Die Abnahme einer Werkleistung wird in allen Publikationen zum Werkvertrag völlig zu Recht als „Dreh- und Angelpunkt“, „Wendepunkt“ oder „Scheitelpunkt“ bezeichnet. Der Abnahme kommt im rechtlichen Verhältnis zwischen Auftraggeber und Auftragnehmer eine zentrale Funktion zu; an die Abnahme sind elementare Veränderungen in der Stellung des Auftraggebers und des Auftragnehmers zueinander geknüpft.
Die Abnahme ist die wichtigste vertragliche Zäsur im Ablauf eines Werkvertrags: Mit ihr endet das Arbeits- und Erfüllungsstadium; es beginnt der Bereich der Abwicklung und Gewährleistung. Dennoch wird die Abnahme sogar bei großen Bauvorhaben immer wieder sträflich vernachlässigt, woraus nicht selten später erhebliche Meinungsdifferenzen und gerichtliche Auseinandersetzungen resultieren.
Dieses Baustellenhandbuch Abnahme wendet sich in erster Linie an all jene, die im Rahmen eines Bauvorhabens – gleich ob auf Auftraggeberseite oder auf Auftragnehmerseite – mit einer Abnahme konfrontiert werden. Deshalb konzentrieren sich die nachfolgenden Ausführungen auf die Abnahme bei Bauverträgen. Die wesentlichsten Grundsätze der Abnahme gelten allerdings gleichermaßen auch für Werkverträge außerhalb von Bauvorhaben, z. B. für die Reparatur eines Segelboots.

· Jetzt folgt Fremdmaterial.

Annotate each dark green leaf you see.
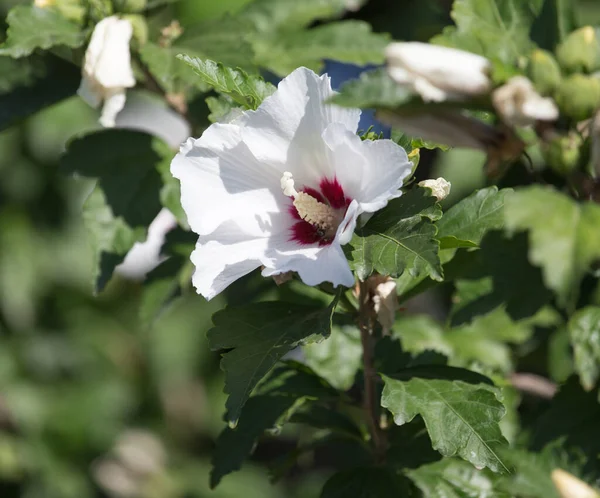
[381,367,509,472]
[178,55,275,109]
[504,186,600,308]
[436,187,512,249]
[406,458,509,498]
[330,69,413,108]
[61,130,165,227]
[302,326,362,390]
[432,0,543,65]
[567,306,600,391]
[208,298,337,423]
[0,5,85,58]
[321,467,408,498]
[255,21,389,76]
[350,188,442,280]
[531,0,578,52]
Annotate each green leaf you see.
[210,364,335,488]
[432,0,543,65]
[237,0,350,36]
[330,69,413,108]
[254,21,389,76]
[436,186,512,249]
[172,15,254,68]
[302,326,362,391]
[0,5,86,58]
[320,467,409,498]
[381,367,509,472]
[567,306,600,391]
[61,130,165,227]
[208,297,338,424]
[452,231,552,325]
[531,0,578,52]
[350,188,442,280]
[406,458,502,498]
[178,55,275,109]
[531,376,600,461]
[504,186,600,308]
[139,42,210,93]
[83,187,145,292]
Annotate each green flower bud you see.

In der Baupraxis wird dem Bauvertrag häufig die VOB (Vergabe- und Vertragsordnung für Bauleistungen) mit ihren Teilen B (Allgemeine Vertragsbedingungen für die Ausführung von Bauleistungen) und C (Allgemeine Technische Vertragsbedingungen für Bauleistungen) vorrangig vor den BGB-Vorschriften zugrunde gelegt. Dabei ist zu beachten, dass die VOB/B gegenüber Verbrauchern nicht zur Anwendung vorgesehen und nicht vollständig wirksam ist. Die VOB/B sollte deshalb in Bauverträgen mit Verbrauchern nicht verwendet werden (Näheres in
Kapitel 2.4).Vorschriften für die Abnahme nach BGB und VOB/B
Die wichtigsten gesetzlichen Regelungen zur Abnahme finden sich für den BGB-Bauvertrag in §§ 634a Abs. 2, 640, 641 und 644 bis 646 BGB (a. F. und n. F.). Für den VOB-Bauertrag wird das BGB überlagert von § 12 VOB/B.
Bei der Abnahme gibt es für den BGB-Bauvertrag und für den VOB-Bauvertrag nur geringe Unterschiede. Die VOB/B kennt besondere Abnahmeformen in § 12 Abs. 4 und 5 (förmliche und fiktive Abnahme), die im BGB-Bauvertrag nicht gelten. Allerdings werden die Bestimmungen der VOB/B, v. a. des § 12 VOB/B, immer stärker zur Auslegung des BGB-Werkvertragsrechts sinngemäß herangezogen oder vom Gesetzgeber sogar in das BGB übernommen, wie mit der Einführung des BGB-Bauvertragsrechts {BGB-Bauvertragsrecht} mit Wirkung zum 01.01.2018.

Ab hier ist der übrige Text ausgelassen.